Uma observação a fazer: eu me acho uma mulher inteligente, amada e tenho grandes referencias de amor masculino, feminino. Cair nas armadilhas de um amor abusivo não é uma evidencia de problemas de personalidade, de caráter, de fraqueza. Chega de julgar as vítimas. Vamos julgar e tensionar aquele que comete o abuso.
Os abusos de um relacionamento não são apenas aqueles manifestados com violência explícita. Há aqueles que não são tão facilmente percebidos. Estes, os abusos silenciosos, vão, teoricamente, precisar de certa recorrência para caracterizar um relacionamento como abusivo (e ou tóxico). Contudo, eles em si já produzem em nós, no momento em que ocorrem, sentimentos incômodos que merecem atenção, pois, se estivermos despertas, serão as evidencias necessárias para acreditarmos que, mesmo silenciosa e discreta, aquela prática é uma forma de violência.
Se estamos em um relacionamento em que nos sentimos ferida de forma repetida é muito importante procurar pessoas de confiança para conversar e relatar o que está acontecendo. O incômodo que sentimos é um alerta do sistema emocional informando, através de crises de choro, angústia, raiva, irritação, tristeza, ansiedade, mal estar, desconforto, que aquele par amoroso está, em alguma dimensão física ou psíquica, violando nossa existência.
O abuso é um comportamento cruel, ferino, insensível, bruto, duro, frio, tirano e por vezes, sádico, que coloca em relação de força e poder alguém que controla, subjuga, submete, manipula e/ou agride outro alguém, e gera, em seu corpo ou sua alma, dor e sofrimento.
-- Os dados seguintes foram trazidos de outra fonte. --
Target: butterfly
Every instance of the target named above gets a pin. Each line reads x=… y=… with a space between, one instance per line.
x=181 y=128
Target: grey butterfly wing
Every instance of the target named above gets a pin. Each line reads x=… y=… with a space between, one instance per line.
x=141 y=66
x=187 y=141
Qualquer pessoa pode ter um comportamento abusivo em algum momento de sua vida dentro de suas relações: mulheres, homens, crianças, velhos, jovens, lésbicas, gays, mães, pais, filhes. Contudo, quando praticado no cotidiano da relação, como um padrão de vínculo, de afeto, de comunicação, torna quem pratica, um abusador/uma abusadora. Esse padrão tem sido observado dentro das relações amorosas e denunciado por existir com predominância de ser praticado por homens (práticas sexistas), por pessoas brancas (práticas racistas) e por heterossexuais (práticas LGBTQIA+fóbicas).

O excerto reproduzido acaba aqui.